With cryptocurrency as a key tool, what Iran has created appears more like a purposeful alternative financial infrastructure than opportunistic evasion. According to Craig Timm of the anti-money laundering group ACAMS, it is true “shadow banking” because it is quicker than wire transfers, less expensive, more difficult to track down, and takes advantage of holes in international regulatory frameworks. Iran has used cryptocurrency to finance allied armed groups, sell embargoed oil, and even sell ballistic missiles and drones, according to a Financial Times report earlier this year. Bitcoin, a currency of last resort kept in private wallets outside the regime’s control, has been used by common Iranians as a hedge against inflation, which was close to 50% prior to the conflict’s intensification.

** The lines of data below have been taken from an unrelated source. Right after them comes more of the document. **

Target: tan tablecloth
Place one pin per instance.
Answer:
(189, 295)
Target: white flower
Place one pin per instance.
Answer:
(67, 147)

As this develops, it’s hard to avoid the conclusion that the laws governing cryptocurrency and sanctions are lagging far behind the real activity they are meant to regulate. In March 2026, the Justice Department initiated a formal investigation into Binance’s involvement, and the Senate has been posing inquiries. For its part, Binance claims that it did not break any sanctions laws and that the problem was found through its compliance program. In a limited legal sense, that might be technically true. However, a press release does not adequately address the more general question of how a company with 1,500 compliance employees and a history of precisely this kind of enforcement action missed, for about a year, what its own internal investigators ultimately discovered.
The Singaporean villa remains intact. The company’s records are still available to the public. By most accounts, the money has already been transferred.